At their home in Phuentsholing yesterday, the twins were keeping their parents busy. They wanted to go out in the open. It’s the season of flu and the girls had mild fever.
Mother Bumchu Zangmo said when one catches cold, the other also catches the disease automatically.
“Doctors have also explained this to us,” she said.
However, the girls were doing well, Bumchu Zangmo and her husband Sonam Tshering said. They eat well. Play. The cold the girls have caught this time is only the second time they were sick after returning from Australia in March 7, 2019, the parents said.
Nima and Dawa are the first conjoined twins in the country. They were born in July 13, 2017 at Phuentsholing General Hospital. The identical twins were joined at the lower chest, just above the pelvis and shared a liver.

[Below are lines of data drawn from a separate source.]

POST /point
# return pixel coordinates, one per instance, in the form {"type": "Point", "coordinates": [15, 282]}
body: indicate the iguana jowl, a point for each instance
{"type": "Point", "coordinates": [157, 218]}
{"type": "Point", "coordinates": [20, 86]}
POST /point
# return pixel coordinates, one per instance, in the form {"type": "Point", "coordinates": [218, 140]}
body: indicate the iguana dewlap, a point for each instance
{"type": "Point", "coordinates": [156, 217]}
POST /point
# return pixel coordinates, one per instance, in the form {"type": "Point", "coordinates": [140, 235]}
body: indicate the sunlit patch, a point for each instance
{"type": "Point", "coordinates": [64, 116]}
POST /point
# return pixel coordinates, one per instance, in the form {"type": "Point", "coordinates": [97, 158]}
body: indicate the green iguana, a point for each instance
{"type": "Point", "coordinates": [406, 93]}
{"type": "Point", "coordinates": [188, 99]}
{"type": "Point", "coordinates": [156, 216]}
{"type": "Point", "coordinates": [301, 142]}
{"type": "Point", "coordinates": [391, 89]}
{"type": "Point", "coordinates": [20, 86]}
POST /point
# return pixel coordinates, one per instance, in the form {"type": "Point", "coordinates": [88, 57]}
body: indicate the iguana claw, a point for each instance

Father Sonam Tshering, from Mongar, is a caretaker at the Punatsangchhu office in Phuentsholing. Bumchu Zangmo from Trashigang is a housewife.
After the birth of the conjoined twins, the family faced many hurdles as the twins had to be referred to National Referral Hospital (JDWNRH) in Thimphu.

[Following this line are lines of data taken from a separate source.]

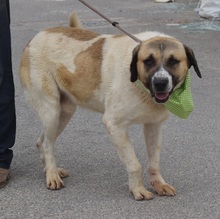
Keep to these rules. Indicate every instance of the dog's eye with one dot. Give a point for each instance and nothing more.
(149, 62)
(173, 61)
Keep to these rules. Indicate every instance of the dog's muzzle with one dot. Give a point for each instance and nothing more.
(161, 86)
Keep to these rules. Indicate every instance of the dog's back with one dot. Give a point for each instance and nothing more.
(74, 21)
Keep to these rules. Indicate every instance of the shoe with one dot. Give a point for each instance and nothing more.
(4, 176)
(164, 1)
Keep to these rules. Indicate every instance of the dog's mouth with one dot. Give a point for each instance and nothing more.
(161, 97)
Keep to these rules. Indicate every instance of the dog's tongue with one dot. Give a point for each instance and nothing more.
(161, 96)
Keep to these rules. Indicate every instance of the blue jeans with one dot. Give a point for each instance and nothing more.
(7, 102)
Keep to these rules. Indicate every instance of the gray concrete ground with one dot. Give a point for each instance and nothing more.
(97, 187)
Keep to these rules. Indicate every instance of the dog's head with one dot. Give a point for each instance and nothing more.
(161, 63)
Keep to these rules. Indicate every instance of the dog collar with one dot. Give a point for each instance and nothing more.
(180, 102)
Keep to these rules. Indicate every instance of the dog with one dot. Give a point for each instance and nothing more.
(65, 67)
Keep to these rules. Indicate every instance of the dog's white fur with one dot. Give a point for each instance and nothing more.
(47, 70)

The twins were then referred to the Royal Children’s Hospital (RCH) in Melbourne, Australia for a surgery. Children First Foundation (CFF) of Melbourne financed all the cost.
Bumchu Zangmo took the twins and left for Australia in October 1, 2018. They were separated after a six-hours surgery on November 9, 2019. After the surgery, they were kept under observation for few months until the family could return home on March 7, 2019.

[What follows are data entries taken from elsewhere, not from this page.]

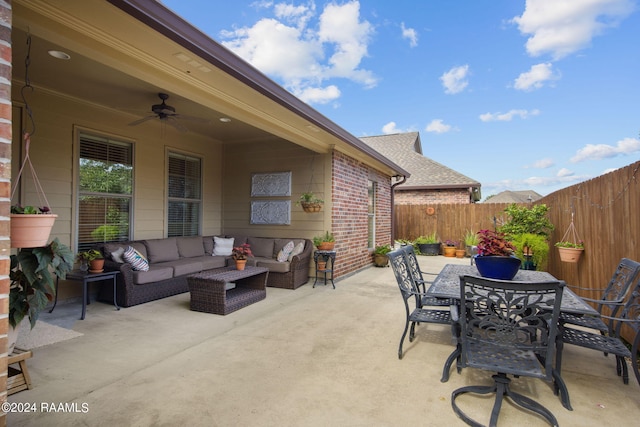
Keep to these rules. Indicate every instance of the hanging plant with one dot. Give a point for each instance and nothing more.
(310, 203)
(30, 226)
(571, 246)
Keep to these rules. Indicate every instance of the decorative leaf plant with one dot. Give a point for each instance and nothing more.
(32, 279)
(494, 243)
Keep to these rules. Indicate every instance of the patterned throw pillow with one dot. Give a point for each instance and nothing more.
(283, 255)
(297, 250)
(136, 259)
(222, 246)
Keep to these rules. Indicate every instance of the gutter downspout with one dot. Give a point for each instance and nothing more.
(393, 210)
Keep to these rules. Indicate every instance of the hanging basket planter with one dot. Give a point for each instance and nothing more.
(570, 254)
(31, 230)
(571, 246)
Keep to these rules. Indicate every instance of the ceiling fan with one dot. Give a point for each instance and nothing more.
(167, 114)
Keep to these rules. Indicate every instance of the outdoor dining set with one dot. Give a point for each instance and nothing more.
(518, 328)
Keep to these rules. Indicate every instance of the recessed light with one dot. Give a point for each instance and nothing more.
(59, 54)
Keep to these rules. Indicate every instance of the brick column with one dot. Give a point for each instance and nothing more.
(5, 190)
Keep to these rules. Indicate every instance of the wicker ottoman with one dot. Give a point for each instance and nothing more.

Today, the girls are growing like any other children at the Punatsangchhu colony in Phuentsholing. They were also becoming naughty by the day, the parents said.
Bumchu said the sisters have been learning Tshangla and Dzongkha. Staying in Australia for a long time, the girls were more comfortable speaking English. Currently, the twin’s language is a mix of English and Tshangla.
If she wants to go out, Dawa calls out to her mother: “Out ga diley.” Yesterday, she was nagging her mother to take them to the park.
Bumchu said there were some changes in the twin’s individual behaviour. Dawa, the younger twin has become more proactive in socialising.
“She is also more caring towards her sister,” Bumchu said, adding that Dawa had not even started walking during her return from Australia. Nima has become more reserved and calm. She was healthier and more caring towards her sister before they were separated.
The twin’s four elder siblings help Sonam Tshering and Bumchu Zangmo. Bumchu’s mother is also in Phuengtsholing these days to help her with the girls.
“My husband goes to the office at 7 am and returns only at 8 pm. With the girls, it is quite a handful,” Bumchu said.
The only challenge the Nima-Dawa family is facing today is putting the twins to bed.
Sonam Tshering said: “They don’t sleep at all and keeps us awake.”
Sonam and Bumchu have not yet consulted a doctor. However, Nima and Dawa were like this and didn’t sleep properly even before their surgery and separation.
Bumchu said the girls were brilliant and learnt things quickly. But she is worried about how they might be able to cope when they go to school.
“They are not very friendly and do not easily mingle,” she said. “Daycare education is also expensive.”
The girls are two and a half years old today.